A report released this past week by the International Finance Corporation and the World Bank titled "Doing Business in Juba 2011" takes stock of the pros and cons of entering the market in South Sudan, based on a research team's assessment of a number of factors: the existing business regulations, the institutional capacity of the soon-to-be-sovereign southern government, and the formal and informal taxation and credit systems.
The report presents a mixed picture, finding that the process of starting and registering a business is "fast," but expensive – "nearly twice as costly as the average in sub-Saharan Africa thanks to the high fees that must be paid to local and Juba government authorities and a myriad collection of Government of Southern Sudan ministries."
This assessment will likely prove useful for expatriate entrepreneurs hailing from the region and from Europe and North America, though the industrious and hearty truck drivers and market shopkeepers in the southern capital – mainly Ugandan and Kenyan traders – might not find the report as relevant to their daily work.

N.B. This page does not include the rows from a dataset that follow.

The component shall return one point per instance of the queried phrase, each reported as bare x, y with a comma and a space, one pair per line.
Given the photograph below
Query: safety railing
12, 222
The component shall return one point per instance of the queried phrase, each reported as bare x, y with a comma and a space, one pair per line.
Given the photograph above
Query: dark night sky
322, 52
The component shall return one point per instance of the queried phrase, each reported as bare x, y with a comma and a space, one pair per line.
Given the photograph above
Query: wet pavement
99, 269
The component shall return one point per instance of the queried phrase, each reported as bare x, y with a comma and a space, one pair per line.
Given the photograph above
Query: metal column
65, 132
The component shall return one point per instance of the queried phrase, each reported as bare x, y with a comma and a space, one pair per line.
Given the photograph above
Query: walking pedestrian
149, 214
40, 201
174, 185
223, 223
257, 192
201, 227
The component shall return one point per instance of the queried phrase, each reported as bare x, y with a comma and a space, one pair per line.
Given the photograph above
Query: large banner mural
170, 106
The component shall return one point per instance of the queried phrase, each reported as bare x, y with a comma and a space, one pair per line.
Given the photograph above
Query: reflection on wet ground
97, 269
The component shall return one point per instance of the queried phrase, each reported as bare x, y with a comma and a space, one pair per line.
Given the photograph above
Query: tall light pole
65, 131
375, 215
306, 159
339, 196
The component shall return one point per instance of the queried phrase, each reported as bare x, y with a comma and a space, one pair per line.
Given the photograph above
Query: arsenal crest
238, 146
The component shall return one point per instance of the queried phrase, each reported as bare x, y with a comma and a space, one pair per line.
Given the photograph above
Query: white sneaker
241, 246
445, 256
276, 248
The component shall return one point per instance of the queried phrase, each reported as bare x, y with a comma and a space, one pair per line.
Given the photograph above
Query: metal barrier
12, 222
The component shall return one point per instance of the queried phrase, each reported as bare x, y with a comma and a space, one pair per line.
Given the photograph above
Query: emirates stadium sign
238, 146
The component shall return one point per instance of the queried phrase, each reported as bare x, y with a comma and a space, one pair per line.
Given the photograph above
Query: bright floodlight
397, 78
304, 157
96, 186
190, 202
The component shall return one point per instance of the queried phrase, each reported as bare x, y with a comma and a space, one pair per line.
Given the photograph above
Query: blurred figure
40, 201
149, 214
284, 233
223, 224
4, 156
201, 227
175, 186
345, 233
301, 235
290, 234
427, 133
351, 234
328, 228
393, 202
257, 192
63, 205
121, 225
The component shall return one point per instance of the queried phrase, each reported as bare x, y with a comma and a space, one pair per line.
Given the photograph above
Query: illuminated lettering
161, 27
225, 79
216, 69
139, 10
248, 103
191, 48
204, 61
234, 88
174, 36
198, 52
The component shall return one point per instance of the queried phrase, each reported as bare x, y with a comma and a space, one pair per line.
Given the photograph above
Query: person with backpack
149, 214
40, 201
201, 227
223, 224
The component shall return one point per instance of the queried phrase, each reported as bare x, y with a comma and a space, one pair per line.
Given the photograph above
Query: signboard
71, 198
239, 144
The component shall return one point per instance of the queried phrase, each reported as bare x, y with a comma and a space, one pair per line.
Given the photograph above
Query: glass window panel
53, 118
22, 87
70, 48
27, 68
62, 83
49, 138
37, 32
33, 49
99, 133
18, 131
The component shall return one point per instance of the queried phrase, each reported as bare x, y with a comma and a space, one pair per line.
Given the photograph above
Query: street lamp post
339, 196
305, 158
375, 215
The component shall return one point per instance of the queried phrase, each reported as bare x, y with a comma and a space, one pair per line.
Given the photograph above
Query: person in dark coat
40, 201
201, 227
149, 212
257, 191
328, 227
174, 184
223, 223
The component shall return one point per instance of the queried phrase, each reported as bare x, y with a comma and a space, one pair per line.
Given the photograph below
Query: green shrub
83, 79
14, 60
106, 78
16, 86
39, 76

No matter, since, straightforward or not, the booming business of importing fruits, vegetables, and dried staples such as beans and rice continues day and night in Juba's markets.
A weary-looking Ugandan truck driver, fresh off a three-day drive from eastern Uganda, told me in Juba's Konyo Konyo market that of all the countries he has worked in – from the Democratic Republic of Congo to Tanzania – South Sudan was the toughest, but the most profitable.
Jameel Kasaga's truck full of plantains had been stopped numerous times en route from Uganda to South Sudan Sudan. Mr. Kasaga, who does not own the truck he drives, paid "taxes" five times to bring his edible cargo to Juba.
South Sudan may be war-devastated and underdeveloped, but the vast tracts of unexploited land and long rainy season mean the landlocked region could become a regional breadbasket. Until this happens, though, the south will remain dependent on trade from its East African neighbors and northern Sudanese border states like Southern Kordofan.
Southern leaders this past week accused the Khartoum government of imposing a blockade on trade to the south, underscoring the ongoing fragility of north-south relations while representatives of both sides continue to meet to hammer out deals over oil sharing, citizenship, and division of debts and assets in the run-up to the birth of the Republic of South Sudan on July 9.
The IFC-World Bank report encouraged the south's government to institute reforms to cut red tape and make legal frameworks at the local, state, and soon-to-be national level more uniform.
While these recommendations seem sound, broader challenges related to infrastructure and corruption in the new state will continue to confront those brave businessmen and women who are hustling to keep Juba's markets stocked on a daily basis.